Com o aumento das temperaturas em diversas regiões do Brasil, o ventilador se tornou um item essencial para o conforto diário. No entanto, muitos se perguntam: quanto isso impacta na conta de luz no final do mês? Para responder a essa questão, foram analisados quatro modelos populares de ventiladores, medindo seu consumo médio por hora.
Modelos testados e consumo
Os modelos testados foram: Arno X-Treme 6, Mallory Max Control, Prime Air e Britânia BVT50T. O consumo variou entre 0,35 kWh e 0,44 kWh por hora, destacando diferenças de eficiência entre as marcas.
Os resultados foram os seguintes:
Modelo | Consumo (kWh)
Arno X-Treme 6 | 0,38
Mallory Max Control | 0,35
Prime Air | 0,41
Britânia BVT50T | 0,44
Impacto na conta de luz
Para simular o impacto mensal, considerou-se uma média de 8 horas de uso diário e uma tarifa residencial em São Paulo de R$ 0,90 por kWh. O custo mensal para cada modelo foi estimado da seguinte forma:
Um ventilador com consumo de 0,35 kWh pode resultar em um gasto de aproximadamente R$ 75,60 por mês, enquanto um modelo de 0,44 kWh pode chegar a R$ 95,00. A diferença entre os modelos pode ultrapassar R$ 19 mensais, o que representa mais de R$ 200 ao longo de um ano.

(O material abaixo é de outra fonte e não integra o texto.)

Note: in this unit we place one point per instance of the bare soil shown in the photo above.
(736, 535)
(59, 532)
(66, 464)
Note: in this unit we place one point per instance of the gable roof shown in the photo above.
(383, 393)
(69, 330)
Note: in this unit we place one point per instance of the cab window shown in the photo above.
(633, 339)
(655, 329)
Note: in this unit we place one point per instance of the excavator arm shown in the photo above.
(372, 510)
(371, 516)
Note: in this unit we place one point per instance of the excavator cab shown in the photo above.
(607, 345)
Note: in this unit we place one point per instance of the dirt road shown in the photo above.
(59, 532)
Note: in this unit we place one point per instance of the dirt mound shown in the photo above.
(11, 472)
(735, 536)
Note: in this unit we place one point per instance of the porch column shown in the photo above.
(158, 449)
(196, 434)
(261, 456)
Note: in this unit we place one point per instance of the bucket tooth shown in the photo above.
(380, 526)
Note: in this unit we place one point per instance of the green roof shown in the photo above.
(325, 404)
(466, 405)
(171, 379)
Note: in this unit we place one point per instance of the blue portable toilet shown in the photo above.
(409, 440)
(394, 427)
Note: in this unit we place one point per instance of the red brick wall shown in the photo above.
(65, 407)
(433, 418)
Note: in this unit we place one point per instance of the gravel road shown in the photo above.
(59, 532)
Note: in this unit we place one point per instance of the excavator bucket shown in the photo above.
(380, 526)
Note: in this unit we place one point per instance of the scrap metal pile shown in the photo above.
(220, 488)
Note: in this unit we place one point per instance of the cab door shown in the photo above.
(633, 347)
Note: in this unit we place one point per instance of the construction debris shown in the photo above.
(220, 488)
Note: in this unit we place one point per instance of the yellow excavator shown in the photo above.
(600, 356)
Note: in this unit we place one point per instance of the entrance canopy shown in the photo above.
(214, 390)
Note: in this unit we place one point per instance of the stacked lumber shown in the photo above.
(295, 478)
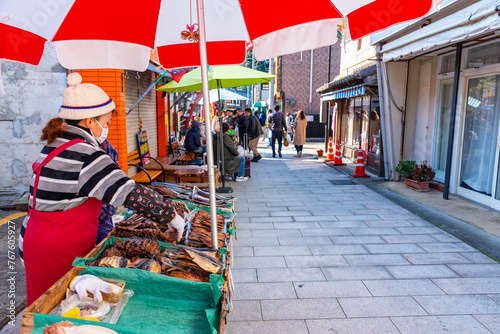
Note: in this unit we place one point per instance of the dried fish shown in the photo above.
(114, 262)
(206, 263)
(146, 264)
(139, 247)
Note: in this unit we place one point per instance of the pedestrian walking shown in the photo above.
(299, 126)
(192, 142)
(288, 120)
(268, 128)
(278, 126)
(262, 119)
(254, 133)
(234, 163)
(71, 178)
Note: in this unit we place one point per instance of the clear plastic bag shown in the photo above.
(88, 307)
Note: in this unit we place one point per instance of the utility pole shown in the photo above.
(271, 84)
(327, 126)
(253, 86)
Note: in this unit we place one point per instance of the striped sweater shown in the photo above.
(84, 170)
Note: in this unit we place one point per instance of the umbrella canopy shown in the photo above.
(225, 94)
(121, 33)
(218, 77)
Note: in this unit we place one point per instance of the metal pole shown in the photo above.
(454, 98)
(169, 127)
(222, 189)
(253, 86)
(385, 144)
(328, 118)
(208, 130)
(271, 84)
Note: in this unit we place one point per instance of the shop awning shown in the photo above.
(464, 24)
(345, 93)
(347, 80)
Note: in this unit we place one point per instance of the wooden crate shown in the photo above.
(49, 300)
(54, 295)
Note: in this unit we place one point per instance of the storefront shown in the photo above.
(478, 116)
(356, 116)
(466, 137)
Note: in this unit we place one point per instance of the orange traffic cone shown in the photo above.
(330, 156)
(338, 156)
(359, 172)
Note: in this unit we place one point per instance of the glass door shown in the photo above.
(442, 128)
(479, 165)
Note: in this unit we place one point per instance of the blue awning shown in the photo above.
(345, 93)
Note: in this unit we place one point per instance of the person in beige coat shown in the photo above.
(299, 128)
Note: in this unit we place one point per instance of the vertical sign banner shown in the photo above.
(191, 106)
(142, 139)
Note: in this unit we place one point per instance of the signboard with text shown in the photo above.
(142, 139)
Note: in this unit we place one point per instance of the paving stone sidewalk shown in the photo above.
(313, 257)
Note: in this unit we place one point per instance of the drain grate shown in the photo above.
(342, 182)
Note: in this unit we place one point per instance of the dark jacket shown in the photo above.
(231, 160)
(243, 124)
(192, 140)
(229, 120)
(254, 128)
(278, 123)
(262, 119)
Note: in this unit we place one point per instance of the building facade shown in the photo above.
(352, 104)
(298, 76)
(441, 87)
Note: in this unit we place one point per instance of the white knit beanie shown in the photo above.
(81, 101)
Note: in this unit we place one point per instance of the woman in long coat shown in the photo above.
(299, 128)
(71, 178)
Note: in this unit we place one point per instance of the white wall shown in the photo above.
(352, 57)
(394, 79)
(33, 96)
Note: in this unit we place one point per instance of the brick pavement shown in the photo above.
(313, 257)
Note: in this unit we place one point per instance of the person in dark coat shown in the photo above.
(234, 163)
(262, 119)
(254, 133)
(242, 127)
(192, 142)
(278, 125)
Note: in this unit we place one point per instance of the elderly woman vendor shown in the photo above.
(71, 177)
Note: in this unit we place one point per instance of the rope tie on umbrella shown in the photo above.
(191, 33)
(1, 81)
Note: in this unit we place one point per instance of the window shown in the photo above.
(480, 134)
(443, 128)
(447, 64)
(483, 55)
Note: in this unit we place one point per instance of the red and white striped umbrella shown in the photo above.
(121, 33)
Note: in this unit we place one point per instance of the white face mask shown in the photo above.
(104, 133)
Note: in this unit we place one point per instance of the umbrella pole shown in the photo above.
(222, 189)
(208, 130)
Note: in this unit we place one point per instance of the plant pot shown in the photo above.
(418, 186)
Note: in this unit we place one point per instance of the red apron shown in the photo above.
(53, 239)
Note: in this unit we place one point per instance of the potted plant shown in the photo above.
(405, 169)
(422, 176)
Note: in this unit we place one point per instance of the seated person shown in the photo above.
(192, 142)
(234, 163)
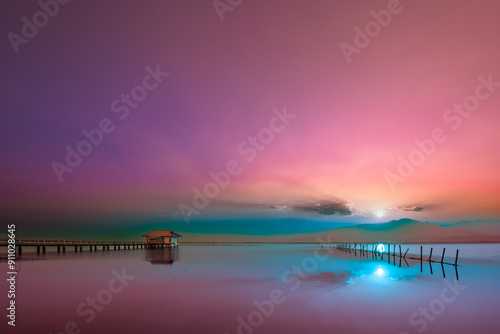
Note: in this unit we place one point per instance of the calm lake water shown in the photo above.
(255, 289)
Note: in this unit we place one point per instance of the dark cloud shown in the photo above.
(326, 208)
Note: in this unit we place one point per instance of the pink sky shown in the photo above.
(352, 120)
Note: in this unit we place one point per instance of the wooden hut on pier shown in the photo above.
(162, 237)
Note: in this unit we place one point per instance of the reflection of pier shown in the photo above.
(167, 255)
(377, 252)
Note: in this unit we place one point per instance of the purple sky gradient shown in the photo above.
(352, 120)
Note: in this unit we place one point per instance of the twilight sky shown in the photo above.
(310, 120)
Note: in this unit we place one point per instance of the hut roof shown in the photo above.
(161, 233)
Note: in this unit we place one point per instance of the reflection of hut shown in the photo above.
(162, 237)
(162, 255)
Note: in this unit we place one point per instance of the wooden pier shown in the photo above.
(80, 245)
(367, 250)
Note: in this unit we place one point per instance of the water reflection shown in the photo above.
(162, 255)
(396, 261)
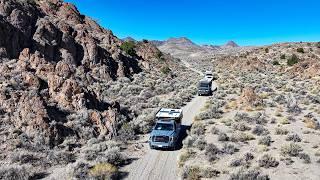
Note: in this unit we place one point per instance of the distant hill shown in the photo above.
(128, 39)
(181, 47)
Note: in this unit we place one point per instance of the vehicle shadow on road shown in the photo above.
(183, 135)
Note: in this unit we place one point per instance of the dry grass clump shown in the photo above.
(291, 149)
(281, 131)
(267, 161)
(196, 172)
(260, 130)
(311, 123)
(104, 171)
(198, 129)
(214, 130)
(212, 113)
(184, 156)
(241, 137)
(305, 157)
(229, 149)
(191, 173)
(293, 137)
(246, 174)
(223, 137)
(241, 126)
(211, 152)
(266, 140)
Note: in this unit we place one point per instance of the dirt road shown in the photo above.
(162, 165)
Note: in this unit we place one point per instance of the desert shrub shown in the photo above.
(266, 140)
(129, 48)
(267, 161)
(212, 112)
(126, 133)
(209, 172)
(200, 143)
(241, 126)
(305, 157)
(165, 70)
(300, 50)
(15, 172)
(291, 149)
(259, 118)
(244, 174)
(189, 141)
(191, 173)
(214, 130)
(281, 131)
(235, 162)
(242, 117)
(145, 41)
(292, 105)
(311, 123)
(229, 149)
(23, 157)
(104, 171)
(292, 60)
(60, 157)
(184, 156)
(241, 137)
(223, 137)
(248, 156)
(260, 130)
(198, 129)
(211, 152)
(293, 137)
(281, 99)
(112, 156)
(276, 63)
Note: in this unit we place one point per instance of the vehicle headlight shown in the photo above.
(171, 138)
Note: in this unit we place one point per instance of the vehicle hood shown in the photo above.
(161, 133)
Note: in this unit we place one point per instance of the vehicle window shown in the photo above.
(165, 127)
(203, 85)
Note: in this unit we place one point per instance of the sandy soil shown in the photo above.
(157, 164)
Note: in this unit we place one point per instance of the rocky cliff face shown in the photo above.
(50, 55)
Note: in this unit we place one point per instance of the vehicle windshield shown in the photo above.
(203, 85)
(164, 127)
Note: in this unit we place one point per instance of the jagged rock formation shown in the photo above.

Considerações sobre potência e eficiência
A potência do motor e o tamanho das hélices são fatores que influenciam diretamente o consumo energético. Modelos maiores, como os de 50 cm, costumam consumir mais energia, enquanto ventiladores menores ou de mesa têm um consumo mais baixo, variando entre 0,25 kWh e 0,35 kWh por hora.
Além disso, a velocidade escolhida impacta no gasto energético. Usar o ventilador na potência máxima constantemente aumenta o consumo, enquanto velocidades intermediárias ajudam a economizar.
Opinião
Embora o ventilador seja um equipamento relativamente econômico, o uso prolongado pode ter um impacto significativo na conta de luz. É importante observar a eficiência do modelo e ajustar o uso conforme a necessidade.